Virtually all the information needed to conclude he was unfit to sit round the cabinet table was contained in two stories I wrote for The Independent on 6 July and 9 July.
I disclosed he was being investigated for tax fraud, not just by the HMRC – but that the National Crime Agency and the Serious Fraud Office were involved as well. The investigation by the NCA – often referred to as “Britain’s FBI” – was conducted by its International Corruption Unit.
Short of putting a flashing red light over Zahawi’s head, it is hard to know what we could have done to show the situation was serious. Even worse, all this was known inside government at the highest level – including Downing St – long before last July. But nothing was done.

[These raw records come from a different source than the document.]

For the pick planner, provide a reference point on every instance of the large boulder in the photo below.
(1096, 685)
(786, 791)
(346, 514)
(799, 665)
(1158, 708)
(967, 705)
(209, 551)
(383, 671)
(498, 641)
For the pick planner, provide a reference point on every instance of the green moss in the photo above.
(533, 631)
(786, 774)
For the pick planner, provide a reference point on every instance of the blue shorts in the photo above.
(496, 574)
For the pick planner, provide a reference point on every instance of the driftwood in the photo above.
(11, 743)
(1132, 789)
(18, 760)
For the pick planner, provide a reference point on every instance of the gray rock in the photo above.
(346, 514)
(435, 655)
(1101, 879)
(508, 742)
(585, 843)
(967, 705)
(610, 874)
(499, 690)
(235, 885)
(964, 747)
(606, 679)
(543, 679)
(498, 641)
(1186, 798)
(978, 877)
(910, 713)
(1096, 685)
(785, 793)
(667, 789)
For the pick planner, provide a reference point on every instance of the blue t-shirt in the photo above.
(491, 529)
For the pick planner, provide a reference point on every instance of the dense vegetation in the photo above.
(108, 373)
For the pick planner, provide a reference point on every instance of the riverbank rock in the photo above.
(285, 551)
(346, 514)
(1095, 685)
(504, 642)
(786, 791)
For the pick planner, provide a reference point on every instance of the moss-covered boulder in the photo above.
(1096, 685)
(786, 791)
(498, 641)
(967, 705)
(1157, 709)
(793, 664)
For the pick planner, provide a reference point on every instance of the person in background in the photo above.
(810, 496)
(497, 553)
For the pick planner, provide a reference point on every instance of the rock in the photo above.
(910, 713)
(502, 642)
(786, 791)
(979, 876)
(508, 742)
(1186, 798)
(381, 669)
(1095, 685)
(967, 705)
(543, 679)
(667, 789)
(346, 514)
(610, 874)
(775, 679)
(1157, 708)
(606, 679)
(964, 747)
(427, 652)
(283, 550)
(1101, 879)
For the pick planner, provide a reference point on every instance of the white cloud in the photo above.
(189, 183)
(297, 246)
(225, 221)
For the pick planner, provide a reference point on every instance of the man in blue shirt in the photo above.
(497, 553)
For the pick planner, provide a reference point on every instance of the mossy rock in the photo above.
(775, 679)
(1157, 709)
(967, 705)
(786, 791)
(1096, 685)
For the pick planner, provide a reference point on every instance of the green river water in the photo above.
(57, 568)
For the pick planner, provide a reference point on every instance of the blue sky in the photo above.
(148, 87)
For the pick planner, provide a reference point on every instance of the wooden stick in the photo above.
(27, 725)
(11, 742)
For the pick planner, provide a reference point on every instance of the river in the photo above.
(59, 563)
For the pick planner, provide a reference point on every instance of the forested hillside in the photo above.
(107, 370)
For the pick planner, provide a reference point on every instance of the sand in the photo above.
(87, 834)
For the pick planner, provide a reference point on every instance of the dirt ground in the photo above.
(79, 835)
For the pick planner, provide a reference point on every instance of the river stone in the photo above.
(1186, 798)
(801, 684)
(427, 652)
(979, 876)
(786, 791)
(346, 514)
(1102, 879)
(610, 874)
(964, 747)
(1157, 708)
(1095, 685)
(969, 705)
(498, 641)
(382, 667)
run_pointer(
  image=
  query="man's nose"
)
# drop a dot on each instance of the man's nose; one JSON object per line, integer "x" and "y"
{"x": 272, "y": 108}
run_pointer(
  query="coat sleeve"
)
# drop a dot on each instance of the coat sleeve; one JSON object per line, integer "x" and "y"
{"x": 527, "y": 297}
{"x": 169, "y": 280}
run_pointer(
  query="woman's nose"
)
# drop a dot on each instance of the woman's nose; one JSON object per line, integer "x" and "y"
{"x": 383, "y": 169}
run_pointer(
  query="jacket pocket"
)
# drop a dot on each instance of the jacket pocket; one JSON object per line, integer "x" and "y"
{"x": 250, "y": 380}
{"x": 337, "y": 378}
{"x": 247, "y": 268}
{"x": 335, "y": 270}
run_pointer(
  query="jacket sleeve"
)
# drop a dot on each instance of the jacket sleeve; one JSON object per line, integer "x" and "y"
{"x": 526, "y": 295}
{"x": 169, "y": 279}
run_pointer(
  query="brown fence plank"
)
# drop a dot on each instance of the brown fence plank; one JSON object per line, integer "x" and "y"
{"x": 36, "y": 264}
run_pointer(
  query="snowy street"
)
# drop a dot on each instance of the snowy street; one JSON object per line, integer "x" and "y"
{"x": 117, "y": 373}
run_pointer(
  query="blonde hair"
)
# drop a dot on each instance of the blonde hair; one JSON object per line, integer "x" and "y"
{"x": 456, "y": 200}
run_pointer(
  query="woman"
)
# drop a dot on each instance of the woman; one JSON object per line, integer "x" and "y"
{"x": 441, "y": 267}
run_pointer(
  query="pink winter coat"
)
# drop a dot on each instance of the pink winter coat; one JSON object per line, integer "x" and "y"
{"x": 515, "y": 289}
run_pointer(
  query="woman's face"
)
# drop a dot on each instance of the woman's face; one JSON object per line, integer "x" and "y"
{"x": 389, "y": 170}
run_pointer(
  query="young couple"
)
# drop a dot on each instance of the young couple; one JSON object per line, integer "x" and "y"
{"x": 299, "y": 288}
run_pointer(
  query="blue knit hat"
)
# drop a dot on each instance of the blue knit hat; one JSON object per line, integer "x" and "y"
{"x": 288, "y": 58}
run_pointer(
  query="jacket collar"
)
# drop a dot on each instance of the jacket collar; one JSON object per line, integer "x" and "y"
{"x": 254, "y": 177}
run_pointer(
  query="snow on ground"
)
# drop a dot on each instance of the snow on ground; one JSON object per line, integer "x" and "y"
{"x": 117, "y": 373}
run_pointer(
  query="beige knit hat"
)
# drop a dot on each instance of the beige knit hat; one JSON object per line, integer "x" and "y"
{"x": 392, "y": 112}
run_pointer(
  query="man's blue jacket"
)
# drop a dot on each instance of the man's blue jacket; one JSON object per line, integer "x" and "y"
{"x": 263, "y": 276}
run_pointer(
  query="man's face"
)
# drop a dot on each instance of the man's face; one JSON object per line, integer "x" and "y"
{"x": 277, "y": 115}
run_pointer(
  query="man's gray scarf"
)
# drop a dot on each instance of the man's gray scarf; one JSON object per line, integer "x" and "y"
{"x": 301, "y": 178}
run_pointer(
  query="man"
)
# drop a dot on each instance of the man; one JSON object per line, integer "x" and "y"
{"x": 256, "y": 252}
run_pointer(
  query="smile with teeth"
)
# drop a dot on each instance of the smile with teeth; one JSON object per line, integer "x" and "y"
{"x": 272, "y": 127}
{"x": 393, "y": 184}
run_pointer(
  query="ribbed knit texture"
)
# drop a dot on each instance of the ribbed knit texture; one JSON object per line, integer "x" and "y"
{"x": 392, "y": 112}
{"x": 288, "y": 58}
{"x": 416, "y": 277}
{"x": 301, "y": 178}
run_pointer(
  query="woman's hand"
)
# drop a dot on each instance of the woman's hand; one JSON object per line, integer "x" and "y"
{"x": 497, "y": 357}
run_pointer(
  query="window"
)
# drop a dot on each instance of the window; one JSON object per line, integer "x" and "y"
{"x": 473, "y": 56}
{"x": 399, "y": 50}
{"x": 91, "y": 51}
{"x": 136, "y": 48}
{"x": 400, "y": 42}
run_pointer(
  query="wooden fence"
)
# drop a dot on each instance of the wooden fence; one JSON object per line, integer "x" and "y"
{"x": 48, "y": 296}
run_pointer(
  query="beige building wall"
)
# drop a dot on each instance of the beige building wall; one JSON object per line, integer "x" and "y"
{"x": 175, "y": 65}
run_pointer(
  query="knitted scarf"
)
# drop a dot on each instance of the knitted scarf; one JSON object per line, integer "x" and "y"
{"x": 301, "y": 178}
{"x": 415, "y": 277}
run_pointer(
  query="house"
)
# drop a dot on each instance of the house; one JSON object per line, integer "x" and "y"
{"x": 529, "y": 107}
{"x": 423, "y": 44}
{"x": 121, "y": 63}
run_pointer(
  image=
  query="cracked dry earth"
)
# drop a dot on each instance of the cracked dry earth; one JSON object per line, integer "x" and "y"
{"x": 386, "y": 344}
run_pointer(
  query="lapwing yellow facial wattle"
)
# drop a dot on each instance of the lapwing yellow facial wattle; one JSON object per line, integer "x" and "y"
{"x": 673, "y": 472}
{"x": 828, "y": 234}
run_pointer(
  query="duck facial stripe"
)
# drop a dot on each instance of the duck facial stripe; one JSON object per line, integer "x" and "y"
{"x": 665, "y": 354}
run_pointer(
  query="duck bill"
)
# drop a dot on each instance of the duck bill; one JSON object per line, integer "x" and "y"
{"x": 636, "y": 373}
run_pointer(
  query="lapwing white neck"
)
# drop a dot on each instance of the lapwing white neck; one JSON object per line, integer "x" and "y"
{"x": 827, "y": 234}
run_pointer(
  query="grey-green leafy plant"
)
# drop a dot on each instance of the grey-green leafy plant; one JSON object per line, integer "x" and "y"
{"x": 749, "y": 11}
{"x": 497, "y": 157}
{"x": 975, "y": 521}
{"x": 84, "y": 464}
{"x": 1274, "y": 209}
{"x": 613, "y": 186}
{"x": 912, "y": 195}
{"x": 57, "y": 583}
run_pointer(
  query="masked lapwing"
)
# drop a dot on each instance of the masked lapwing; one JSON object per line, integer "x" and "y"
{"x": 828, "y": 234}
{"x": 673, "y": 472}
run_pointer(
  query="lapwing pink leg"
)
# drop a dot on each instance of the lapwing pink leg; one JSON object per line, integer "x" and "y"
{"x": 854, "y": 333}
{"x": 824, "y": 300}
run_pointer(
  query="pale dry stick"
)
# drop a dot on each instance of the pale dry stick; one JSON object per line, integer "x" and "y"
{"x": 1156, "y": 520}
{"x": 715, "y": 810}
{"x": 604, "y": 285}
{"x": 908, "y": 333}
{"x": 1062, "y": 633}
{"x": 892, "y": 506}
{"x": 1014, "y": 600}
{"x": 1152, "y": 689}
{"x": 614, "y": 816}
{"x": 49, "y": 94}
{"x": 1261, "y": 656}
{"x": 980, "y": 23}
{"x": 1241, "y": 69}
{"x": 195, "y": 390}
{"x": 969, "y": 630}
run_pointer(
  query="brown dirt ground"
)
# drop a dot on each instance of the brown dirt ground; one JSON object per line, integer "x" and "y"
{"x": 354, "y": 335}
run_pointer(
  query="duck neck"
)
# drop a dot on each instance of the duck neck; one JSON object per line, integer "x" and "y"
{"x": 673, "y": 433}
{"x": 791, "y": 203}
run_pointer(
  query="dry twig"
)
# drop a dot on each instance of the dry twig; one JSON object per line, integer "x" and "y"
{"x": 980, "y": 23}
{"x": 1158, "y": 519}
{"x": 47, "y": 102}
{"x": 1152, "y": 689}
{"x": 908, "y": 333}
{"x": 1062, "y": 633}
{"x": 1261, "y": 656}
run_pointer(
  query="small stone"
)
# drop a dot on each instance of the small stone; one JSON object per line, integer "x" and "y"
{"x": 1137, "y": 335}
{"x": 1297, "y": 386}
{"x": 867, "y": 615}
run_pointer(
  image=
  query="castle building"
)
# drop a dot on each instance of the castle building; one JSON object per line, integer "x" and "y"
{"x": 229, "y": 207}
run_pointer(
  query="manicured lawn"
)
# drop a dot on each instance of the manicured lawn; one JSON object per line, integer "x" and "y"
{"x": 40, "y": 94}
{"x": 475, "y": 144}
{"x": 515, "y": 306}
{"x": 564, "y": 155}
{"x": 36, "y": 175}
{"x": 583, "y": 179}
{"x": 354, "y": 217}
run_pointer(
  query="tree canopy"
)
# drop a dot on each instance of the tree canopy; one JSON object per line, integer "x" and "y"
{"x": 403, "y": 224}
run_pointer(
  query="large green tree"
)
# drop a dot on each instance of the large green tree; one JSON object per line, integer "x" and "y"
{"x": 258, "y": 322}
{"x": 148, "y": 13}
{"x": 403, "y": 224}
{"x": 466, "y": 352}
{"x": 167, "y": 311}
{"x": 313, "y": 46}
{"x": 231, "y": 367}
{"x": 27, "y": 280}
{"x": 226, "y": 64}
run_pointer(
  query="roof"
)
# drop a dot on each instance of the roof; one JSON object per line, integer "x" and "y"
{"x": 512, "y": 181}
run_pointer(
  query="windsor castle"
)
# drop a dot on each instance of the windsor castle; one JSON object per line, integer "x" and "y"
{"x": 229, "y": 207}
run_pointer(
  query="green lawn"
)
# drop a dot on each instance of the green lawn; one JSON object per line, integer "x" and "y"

When I approached Zahawi, he tried to bully his way out of it with a battery of bogus denials and wild legal threats. But The Independent would not be gagged. Satisfied that the story was based on reliable information from trusted sources, it published them. It has taken all this time to show that every word was true.
Zahawi was never going to get away with it forever. But it is only appropriate to praise financial sleuth Dan Neidle and Anna Isaac of The Guardian for their work in this matter.
Alerted by, in his words, our “extraordinary” reports, in July Neidle diligently established how much tax Zahawi owed. More recently, Isaac established he had paid a £1m penalty. Both have been generous enough publicly to state the crucial role The Independent played in exposing the affair in the first place.
Speaking on the BBC Radio ‘Media Show’ on Wednesday, Mr Neidle said the first he knew of the Zahawi scandal was when he saw “an amazing story in the Independent (on July 6) claiming Zahawi had been under investigation by the NCA, HMRC and SFO - Zahawi denied it.”
That was when he started his own investigation, said Mr Neidle.
The Zahawi saga has proved the old adage in political journalism: that the cover-up often causes more damage than the initial “crime”. So it has proved for Rishi Sunak.
As we also reported last July, Boris Johnson was informed that police and tax chiefs were investigating Zahawi. With his own lamentable personal record in such matters, and Zahawi a long-time ally, Johnson was never going to act. But if he had, it would never have landed in Rishi Sunak’s No 10 intray.
Equally, if Zahawi had done the decent – and honest – thing and told Sunak he had effectively been fined £1m by the HMRC when he was chancellor and in charge of tax, Sunak would never have dreamed of making him Tory chair. But none of that happened.
As a result, Sunak’s claim on entering No 10 that he would put an end to the sleaze of the Johnson era rings hollow. If Johnson, Sunak and others had paid attention to our two stories last July, it would never have come to this.